Un certificat initial, rédigé le 22 février 2024, évoque un discours incohérent et une imprévisibilité comportementale des troubles sur la voie publique, l’intéressé indique qu’il s’est évanoui, ce qui a justifié l’intervention des pompiers.
L’arrêté de réadmission a été pris par le préfet le 24 février 2025. Il souligne qu’il a été conduit à l’hôpital [4] par les sapeurs-pompiers dans un contexte de prise de toxique (positif à la cocaïne).
Saisi par le préfet d’une demande de prolongation de la mesure, en application de l’article L. 3211-12-1 du code de la santé publique, le juge a ordonné la poursuite de la mesure d’hospitalisation complète par décision du 5 mars 2025.
Le 11 mars suivant, le conseil de M. [F] a interjeté appel de cette ordonnance.
L’audience s’est tenue le 17 mars 2025, au siège de la juridiction, en audience publique.
L’avocate de M. [F] sollicite la mainlevée de la mesure. Elle relève qu’une grave atteinte aux droits résulte de l’absence de décision initiale d’admission entre le 22 et le 24 février, et qu’il a subi une atteinte grave à ses droits de ce fait.
Le ministère public sollicite la confirmation de la décision critiquée au motif que l’intéressé a d’abord été conduit à l’hôpital [4] dans les conditions que son état permettait. Elle considère que la mesure doit être maintenue au regard des constatations médicales.

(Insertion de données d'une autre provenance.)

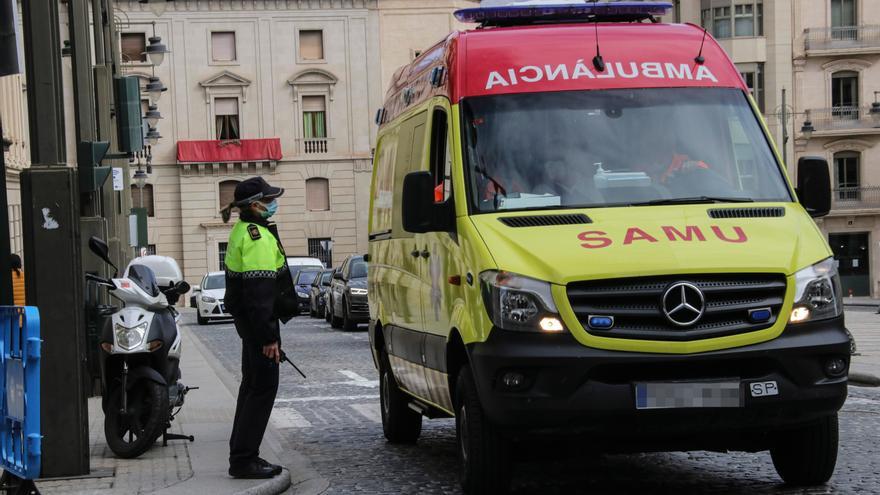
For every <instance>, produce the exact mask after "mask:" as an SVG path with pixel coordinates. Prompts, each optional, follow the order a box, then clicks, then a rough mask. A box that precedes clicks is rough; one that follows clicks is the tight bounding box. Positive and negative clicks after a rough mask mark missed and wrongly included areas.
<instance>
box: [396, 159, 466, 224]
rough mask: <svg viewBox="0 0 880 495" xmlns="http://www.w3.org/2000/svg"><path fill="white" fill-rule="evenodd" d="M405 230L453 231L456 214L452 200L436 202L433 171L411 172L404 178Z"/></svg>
mask: <svg viewBox="0 0 880 495" xmlns="http://www.w3.org/2000/svg"><path fill="white" fill-rule="evenodd" d="M401 209H402V211H401V213H402V215H403V218H402V220H403V230H406V231H407V232H413V233H416V234H422V233H425V232H452V231H454V230H455V229H454V226H455V214H454V210H453V206H452V200H451V199H450V200H447V201H446V202H444V203H434V177H433V176H432V175H431V172H427V171H421V172H410V173H408V174H406V177H404V178H403V200H402V204H401Z"/></svg>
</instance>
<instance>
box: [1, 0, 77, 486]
mask: <svg viewBox="0 0 880 495" xmlns="http://www.w3.org/2000/svg"><path fill="white" fill-rule="evenodd" d="M58 6H59V2H53V1H49V2H42V1H30V2H23V3H22V9H23V13H24V16H23V21H24V22H23V25H24V45H25V46H24V47H25V62H26V67H27V70H26V75H27V88H28V115H29V119H28V120H29V121H30V132H31V134H30V145H31V146H30V148H31V163H32V165H31V167H30V168H28V169H27V170H25V171H23V172H22V173H21V197H22V217H23V222H22V227H23V228H22V230H23V234H24V246H25V257H24V258H25V259H24V261H25V268H26V269H25V273H26V274H27V277H28V278H27V284H26V291H27V300H28V303H29V304H30V305H33V306H37V307H38V308H39V309H40V326H41V332H42V337H43V347H42V359H43V361H44V362H45V363H49V364H50V366H46V367H44V368H43V373H41V377H40V388H41V402H42V411H43V412H42V416H41V418H40V423H41V429H42V433H43V435H44V438H43V452H42V469H41V474H42V476H44V477H65V476H81V475H85V474H88V472H89V424H88V407H87V404H86V395H85V393H84V390H83V376H84V374H85V372H86V370H85V366H84V362H83V357H84V342H85V326H84V317H83V307H84V303H83V286H84V282H83V272H82V259H81V254H80V253H81V249H80V238H79V237H80V229H79V222H80V214H79V194H78V189H79V188H78V182H77V175H76V170H74V169H71V168H69V167H67V166H65V165H66V163H65V162H66V156H65V145H66V143H65V134H64V112H65V107H64V96H63V83H62V77H61V41H60V38H61V37H60V32H59V30H60V28H59V18H58V8H59V7H58ZM4 275H6V276H8V274H4Z"/></svg>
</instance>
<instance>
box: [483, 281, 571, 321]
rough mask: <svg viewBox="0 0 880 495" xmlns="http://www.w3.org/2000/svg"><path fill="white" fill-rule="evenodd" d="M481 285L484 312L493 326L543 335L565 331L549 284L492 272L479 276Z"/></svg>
mask: <svg viewBox="0 0 880 495" xmlns="http://www.w3.org/2000/svg"><path fill="white" fill-rule="evenodd" d="M480 282H481V284H480V285H481V289H482V293H483V302H484V303H485V305H486V311H487V312H488V313H489V318H490V319H491V320H492V323H494V324H495V326H496V327H498V328H502V329H504V330H517V331H524V332H546V333H557V332H562V331H564V330H565V327H564V326H563V325H562V321H561V319H560V318H559V315H558V311H557V309H556V304H554V302H553V294H552V293H551V291H550V284H549V283H547V282H542V281H540V280H535V279H532V278H528V277H523V276H521V275H516V274H513V273H509V272H499V271H495V270H489V271H486V272H483V273H481V274H480Z"/></svg>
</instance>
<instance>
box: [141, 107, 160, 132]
mask: <svg viewBox="0 0 880 495" xmlns="http://www.w3.org/2000/svg"><path fill="white" fill-rule="evenodd" d="M161 118H162V114H161V113H159V106H158V105H155V104H153V105H150V106H149V107H147V113H146V115H144V119H146V121H147V125H148V126H150V127H156V124H158V123H159V119H161Z"/></svg>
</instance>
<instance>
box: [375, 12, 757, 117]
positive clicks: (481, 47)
mask: <svg viewBox="0 0 880 495" xmlns="http://www.w3.org/2000/svg"><path fill="white" fill-rule="evenodd" d="M596 29H597V25H595V24H591V23H576V24H540V25H531V26H518V27H504V28H490V29H475V30H470V31H463V32H456V33H452V34H450V35H449V37H447V38H446V39H445V40H444V41H442V42H440V43H438V44H437V45H435V46H434V47H432V48H431V49H429V50H427V51H426V52H425V53H424V54H422V56H421V57H419V58H418V59H416V60H415V61H414V62H413V63H412V64H410V65H408V66H405V67H402V68H401V69H400V70H398V71H397V73H396V74H395V79H394V81H393V82H392V84H391V87H390V88H389V90H388V93H387V95H386V101H385V107H384V108H385V111H386V115H385V117H384V118H383V119H382V122H389V121H390V120H391V119H393V118H394V117H395V116H397V115H399V114H400V113H402V112H403V111H405V110H406V109H407V108H410V107H412V106H415V105H418V104H419V103H420V102H422V101H424V100H425V99H426V98H430V97H432V96H436V95H445V96H447V97H449V99H450V100H451V101H452V102H453V103H457V102H458V101H459V100H461V99H462V98H467V97H470V96H484V95H499V94H510V93H536V92H544V91H571V90H592V89H624V88H665V87H729V88H740V89H743V90H745V91H748V88H747V87H746V86H745V83H744V82H743V80H742V77H741V76H740V75H739V71H738V70H737V69H736V67H735V66H734V65H733V63H732V62H731V61H730V59H729V58H728V56H727V54H726V53H725V52H724V50H723V49H722V48H721V47H720V46H719V45H718V43H717V42H716V41H715V40H714V39H713V38H712V37H711V35H706V38H705V45H704V46H703V52H702V55H703V58H704V59H705V63H703V64H698V63H696V61H695V60H694V59H695V58H696V57H697V55H698V54H699V53H700V43H701V42H702V40H703V29H702V28H700V27H698V26H695V25H692V24H650V23H600V24H598V32H599V47H600V50H601V53H602V57H603V59H604V60H605V71H604V72H599V71H598V70H596V68H595V67H594V66H593V63H592V60H593V57H594V56H595V55H596ZM435 67H445V68H446V71H447V74H446V75H447V77H446V79H445V80H444V82H443V84H442V85H440V86H439V87H434V86H431V85H430V84H429V82H428V80H429V79H428V77H427V76H428V75H429V73H430V71H431V69H433V68H435Z"/></svg>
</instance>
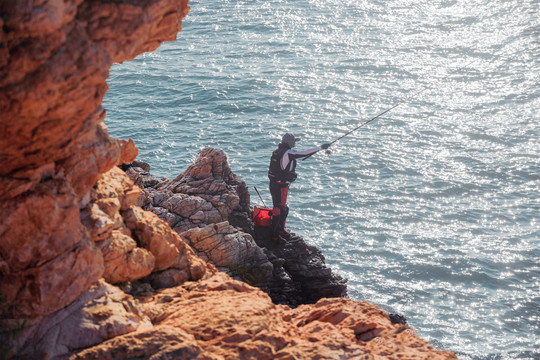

Le préfet, partie intimée, a communiqué des conclusions écrites la veille de l’audience. Il relève oralement que la prise en charge de l’intéressé était justifiée dès le 22 février au regard de sa situation et de la prise de toxique et que le délai de deux jours s’explique par les circonstances. Il conclut au maintien de la mesure.
Motivation
L’office du juge judiciaire implique un contrôle relatif à la fois à la régularité de la décision administrative d’admission en soins psychiatriques sans consentement et au bien-fondé de la mesure, en se fondant sur des certificats médicaux.
Il résulte de l’article L. 3216-1 du code de la santé publique que l’irrégularité affectant une décision administrative de soins psychiatriques sans consentement n’entraîne la mainlevée de la mesure que s’il en est résulté une atteinte aux droits de la personne qui en fait l’objet. Il appartient donc au juge de recherche, d’abord, si l’irrégularité affectant la procédure est établie, puis, dans un second temps, si de cette irrégularité résulte une atteinte aux droits de l’intéressé.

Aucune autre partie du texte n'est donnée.